Als „unbeugsamer, aufrechter Vertreter seiner musikalischen, menschlichen und politischen Überzeugungen“ - wie Brandenburg ihn beschreibt - weigerte sich Toscanini unter den Nazis, in Deutschland zu spielen. Auch im Italien Mussolinis hielt er es nicht lange aus, 1937 ging er nach New York ins Exil, wo er das NBC-Rundfunk-Orchester leitete. Auf Schallplattenaufnahmen ist der unvergleichliche Toscanini-Stempel zu hören, mit seinem Tempo und seiner Präzision.

Turbo für Festspiele in Krisenzeiten

Als Toscanini im Sommer 1935 begann, auch bei den - durch Hitlers Machtübernahme im nahen Deutschland krisengeschüttelten - Salzburger Festspielen zu dirigieren, stellte sich das internationale Publikum wieder scharenweise ein. Zunächst kümmert er sich um zwei Opern: „Falstaff“ und „Fidelio“.

Seit 1927 war die Auslastung des Festivals nur ein einziges Mal ein wenig höher als 70 Prozent gewesen: 1930. Und jetzt - 1935 - im ersten Opernjahr Toscaninis, kletterte diese Statistik auf 85 Prozent Und das bei anhaltender Tausend-Mark-Sperre durch die Nazis gegen Österreich. Deren Bedeutung für den österreichischen Fremdenverkehr kann man ermessen, wenn man bedenkt, dass 1932 der Anteil der deutschen Staatsbürger am österreichischen Tourismus 40 Prozent betrug.

Legendäre Wutausbrüche

Arturo Toscanini

Deutsches Bundesarchiv / CC BY-SA 3.0 de

Toscanini auf einem Bahnhof in Norditalien, 1931

„Nein, nein, nein, ein Graus, eine Sauerei!“ Oder: „Es ist immer noch nicht gut!“ Auf YouTube kann man Stunden damit verbringen, die Wutausbrüche eines Italieners zu verfolgen - oder einige seiner beeindruckendsten Konzerte, bei denen es scheint, als würde er das Orchester führen wie eine Marionette.

Dirigieren gegen Hitler

Die Salzburger Festspiele stellten nach 1933 - nach Hitlers Machtübernahme in Deutschland ein Refugium des Kulturprotestes gegen die Nazis dar.
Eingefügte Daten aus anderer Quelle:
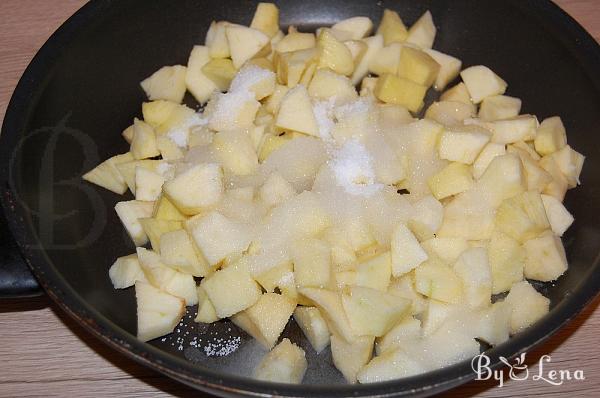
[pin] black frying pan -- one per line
(82, 89)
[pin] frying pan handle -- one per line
(16, 279)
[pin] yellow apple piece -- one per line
(196, 81)
(314, 327)
(126, 271)
(482, 82)
(397, 90)
(130, 213)
(197, 188)
(157, 312)
(266, 19)
(392, 28)
(168, 83)
(296, 113)
(422, 33)
(286, 363)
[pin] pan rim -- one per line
(60, 291)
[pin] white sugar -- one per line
(323, 111)
(248, 76)
(353, 169)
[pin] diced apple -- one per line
(266, 19)
(482, 82)
(168, 83)
(157, 312)
(314, 327)
(422, 33)
(206, 310)
(392, 28)
(386, 59)
(195, 189)
(143, 144)
(436, 280)
(220, 285)
(522, 217)
(244, 43)
(485, 157)
(406, 330)
(374, 44)
(125, 272)
(449, 68)
(545, 258)
(474, 269)
(349, 357)
(559, 217)
(397, 90)
(507, 259)
(462, 144)
(217, 236)
(330, 306)
(407, 254)
(528, 306)
(499, 107)
(296, 113)
(286, 363)
(418, 66)
(451, 180)
(196, 81)
(130, 213)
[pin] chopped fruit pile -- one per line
(292, 194)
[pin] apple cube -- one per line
(206, 310)
(234, 278)
(196, 82)
(407, 254)
(314, 327)
(217, 236)
(107, 175)
(507, 259)
(392, 28)
(168, 83)
(361, 69)
(125, 272)
(451, 180)
(559, 217)
(522, 217)
(266, 19)
(286, 363)
(422, 33)
(473, 268)
(327, 84)
(406, 330)
(143, 144)
(449, 68)
(372, 312)
(418, 66)
(485, 157)
(499, 107)
(130, 214)
(296, 113)
(528, 306)
(400, 91)
(436, 280)
(350, 356)
(545, 258)
(386, 60)
(482, 82)
(195, 189)
(157, 312)
(462, 144)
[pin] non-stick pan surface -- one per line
(82, 89)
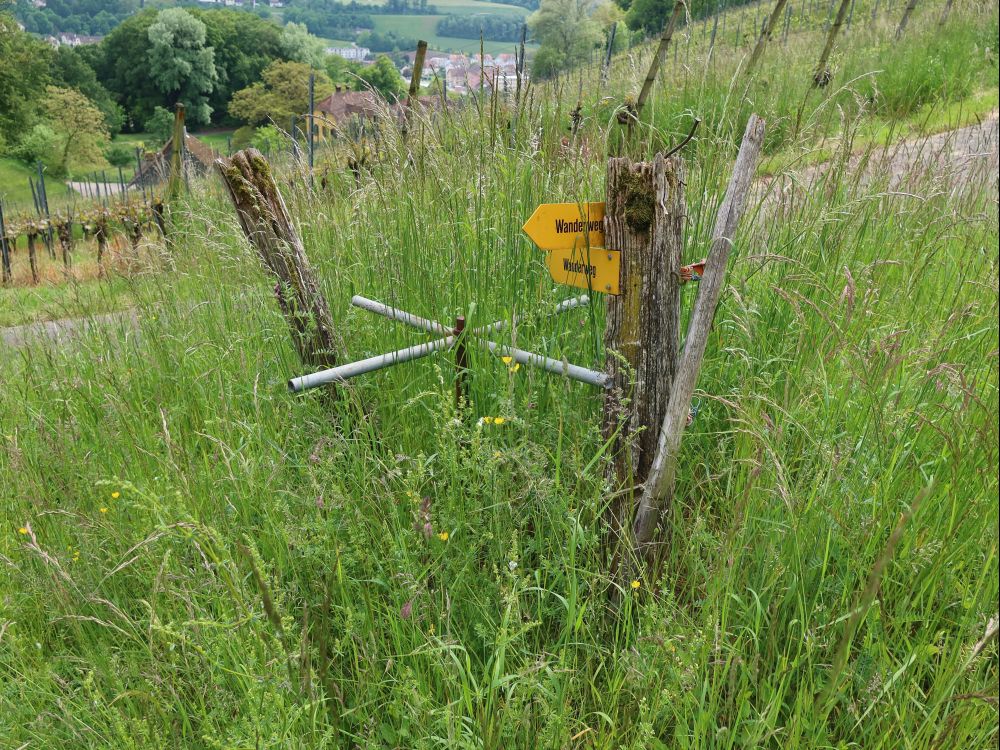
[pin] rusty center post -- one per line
(461, 361)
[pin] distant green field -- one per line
(425, 27)
(466, 6)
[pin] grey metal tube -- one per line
(353, 369)
(555, 366)
(402, 316)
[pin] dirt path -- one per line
(59, 331)
(955, 157)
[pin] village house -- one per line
(353, 53)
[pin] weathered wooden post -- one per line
(267, 225)
(64, 228)
(418, 71)
(101, 235)
(905, 19)
(176, 156)
(32, 231)
(644, 219)
(658, 488)
(4, 249)
(765, 35)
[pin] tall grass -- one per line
(193, 557)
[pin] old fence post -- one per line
(658, 490)
(644, 219)
(267, 225)
(176, 155)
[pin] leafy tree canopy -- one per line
(81, 134)
(567, 32)
(384, 78)
(283, 92)
(181, 64)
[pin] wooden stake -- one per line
(822, 74)
(765, 36)
(176, 155)
(644, 218)
(906, 17)
(267, 225)
(658, 492)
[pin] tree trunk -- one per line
(822, 75)
(101, 235)
(658, 492)
(267, 225)
(65, 231)
(765, 35)
(32, 257)
(644, 218)
(905, 19)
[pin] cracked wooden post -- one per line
(267, 225)
(644, 219)
(658, 491)
(176, 156)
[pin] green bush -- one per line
(120, 154)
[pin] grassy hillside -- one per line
(194, 557)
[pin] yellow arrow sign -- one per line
(561, 226)
(595, 270)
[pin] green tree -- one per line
(180, 63)
(71, 69)
(81, 135)
(160, 125)
(283, 92)
(298, 45)
(567, 32)
(122, 67)
(384, 78)
(24, 72)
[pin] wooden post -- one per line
(822, 75)
(176, 156)
(4, 249)
(267, 225)
(64, 228)
(644, 219)
(32, 232)
(906, 17)
(101, 235)
(418, 71)
(461, 362)
(765, 36)
(658, 490)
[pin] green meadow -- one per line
(192, 556)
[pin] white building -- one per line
(354, 53)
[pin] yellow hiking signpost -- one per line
(573, 236)
(596, 269)
(563, 226)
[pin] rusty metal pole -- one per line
(461, 362)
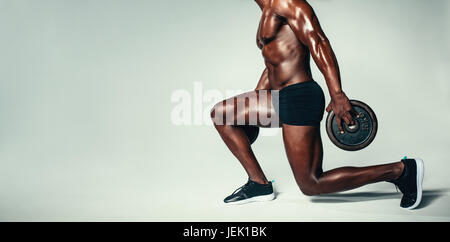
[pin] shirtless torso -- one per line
(289, 34)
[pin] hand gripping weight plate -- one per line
(358, 136)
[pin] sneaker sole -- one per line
(419, 180)
(264, 198)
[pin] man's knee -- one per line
(309, 186)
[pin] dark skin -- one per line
(289, 34)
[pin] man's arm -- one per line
(263, 83)
(303, 21)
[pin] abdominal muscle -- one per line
(287, 60)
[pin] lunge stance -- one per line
(289, 34)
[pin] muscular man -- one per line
(289, 34)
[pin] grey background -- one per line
(85, 105)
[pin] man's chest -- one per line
(269, 26)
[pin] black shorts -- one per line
(301, 104)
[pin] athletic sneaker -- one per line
(410, 183)
(251, 192)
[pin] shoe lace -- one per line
(242, 188)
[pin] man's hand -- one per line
(343, 110)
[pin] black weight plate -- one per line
(356, 137)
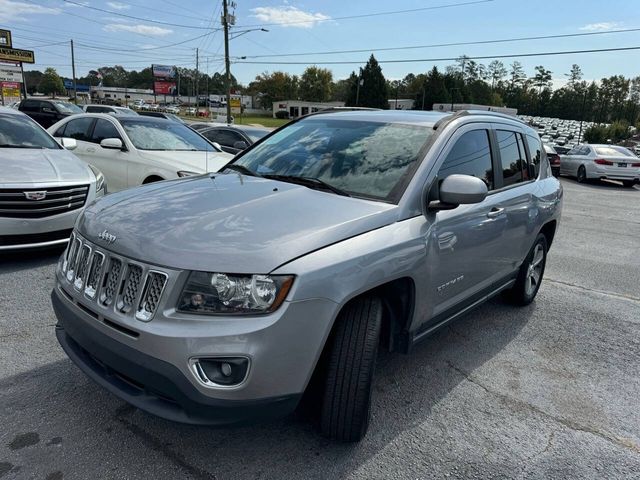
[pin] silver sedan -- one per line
(586, 162)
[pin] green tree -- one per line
(373, 92)
(316, 84)
(51, 83)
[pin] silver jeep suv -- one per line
(222, 298)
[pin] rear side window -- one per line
(535, 150)
(104, 129)
(511, 157)
(471, 155)
(79, 129)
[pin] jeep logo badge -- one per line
(41, 195)
(107, 237)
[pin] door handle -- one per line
(495, 212)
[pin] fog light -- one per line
(223, 371)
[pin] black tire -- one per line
(351, 362)
(521, 293)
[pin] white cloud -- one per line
(601, 26)
(119, 6)
(20, 11)
(75, 5)
(142, 29)
(288, 16)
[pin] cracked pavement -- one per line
(546, 391)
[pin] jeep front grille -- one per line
(114, 282)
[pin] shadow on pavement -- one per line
(407, 388)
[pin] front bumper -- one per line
(151, 384)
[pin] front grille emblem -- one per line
(107, 237)
(40, 195)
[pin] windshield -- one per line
(19, 131)
(66, 107)
(361, 158)
(164, 135)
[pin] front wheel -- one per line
(352, 357)
(530, 275)
(582, 174)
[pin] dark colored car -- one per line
(554, 159)
(47, 112)
(168, 116)
(234, 139)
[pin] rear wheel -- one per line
(530, 275)
(582, 174)
(352, 357)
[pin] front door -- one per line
(465, 248)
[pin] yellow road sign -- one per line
(17, 55)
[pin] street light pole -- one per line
(227, 63)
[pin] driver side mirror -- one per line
(111, 143)
(456, 190)
(69, 143)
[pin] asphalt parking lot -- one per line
(548, 391)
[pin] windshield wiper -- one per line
(8, 145)
(310, 182)
(241, 169)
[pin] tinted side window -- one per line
(511, 157)
(471, 155)
(79, 129)
(104, 129)
(535, 149)
(30, 106)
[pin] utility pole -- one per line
(196, 85)
(225, 23)
(73, 70)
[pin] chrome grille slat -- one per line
(122, 286)
(129, 288)
(84, 256)
(111, 282)
(95, 273)
(151, 294)
(14, 204)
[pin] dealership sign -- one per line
(10, 73)
(10, 89)
(164, 88)
(16, 55)
(163, 71)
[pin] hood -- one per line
(24, 165)
(228, 222)
(199, 162)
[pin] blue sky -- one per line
(42, 25)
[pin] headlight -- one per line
(99, 178)
(185, 173)
(225, 293)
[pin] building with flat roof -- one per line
(298, 108)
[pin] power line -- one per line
(124, 15)
(366, 15)
(482, 57)
(454, 44)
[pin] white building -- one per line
(297, 108)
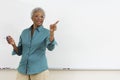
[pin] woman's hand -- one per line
(10, 40)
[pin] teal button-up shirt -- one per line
(32, 49)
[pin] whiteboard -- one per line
(87, 35)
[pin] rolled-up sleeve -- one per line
(19, 48)
(51, 44)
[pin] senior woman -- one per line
(32, 47)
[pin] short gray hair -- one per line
(36, 10)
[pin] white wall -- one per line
(87, 35)
(69, 75)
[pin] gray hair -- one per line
(36, 10)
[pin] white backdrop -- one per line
(87, 35)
Eine zentrale Rolle dabei nahm Toscanini ein, der zu seiner Zeit gut und gerne als der bekannteste Dirigent der Welt bezeichnet werden konnte - mehr dazu oe1.ORF.at

Wie erinnert sich seine Heimat?

In Italien wird an den wohl berühmtesten Orchesterleiter des 19. und 20. Jahrhunderts mit zahlreichen Konzerten, Ausstellungen und Veranstaltungen erinnert, in den Zeitungen sind Würdigungen zu lesen - dabei wurde er zu Lebzeiten längst nicht nur geliebt. Er verlangte seinen Musikern und sich selbst Perfektion ab und ging als „Maestro assoluto“ in die Geschichte ein. Das Publikum von New York bis Mailand feierte ihn - und mit welcher Präzision er seine Musiker leitete, war selbst im Radio zu hören.

Hochbegabt aus einfachen Verhältnissen

Toscanini wurde am 25. März 1867 als Sohn eines Schneiders in Parma geboren. Eine Lehrerin war es, die seine außergewöhnlichen Talente entdeckte. Nach einem Mal Lesen konnte er ganze Gedichte auswendig aufsagen. Auf dem Klavier traf er jede Note sofort, die soeben noch gesungen wurde. Mit neun Jahren kam der Hochbegabte ins Konservatorium. Noch als Erwachsener sprach er von „Gefängnisatmosphäre“. Als Internatsschüler konnte er seine Eltern nur einmal pro Woche sehen. Nach dem Abschluss schlug er sich als Cellist und ohne festes Engagement durchs Leben.

Ins kalte Wasser gesprungen in Rio

Dann das unvorhergesehene Debüt: Als 19-Jähriger - Toscanini hatte noch nie eine Oper dirigiert - war er als Cellist mit dem Impresario Claudio Rossi auf Südamerikatournee. In Rio de Janeiro warf Rossi nach einem Streit den bisherigen Dirigenten hinaus und teilte Toscanini nur Minuten vor der Aida-Aufführung mit, dass er nun ans Pult müsse. Als Grundlage diente Toscanini lediglich ein Klavierauszug. Ohne kompletten Notensatz griff Toscanini zum Taktstock und dirigierte aus dem Gedächtnis. Mit sehr großem Erfolg beim brasilianischen Publikum. Von da an ging es nur noch steil bergauf.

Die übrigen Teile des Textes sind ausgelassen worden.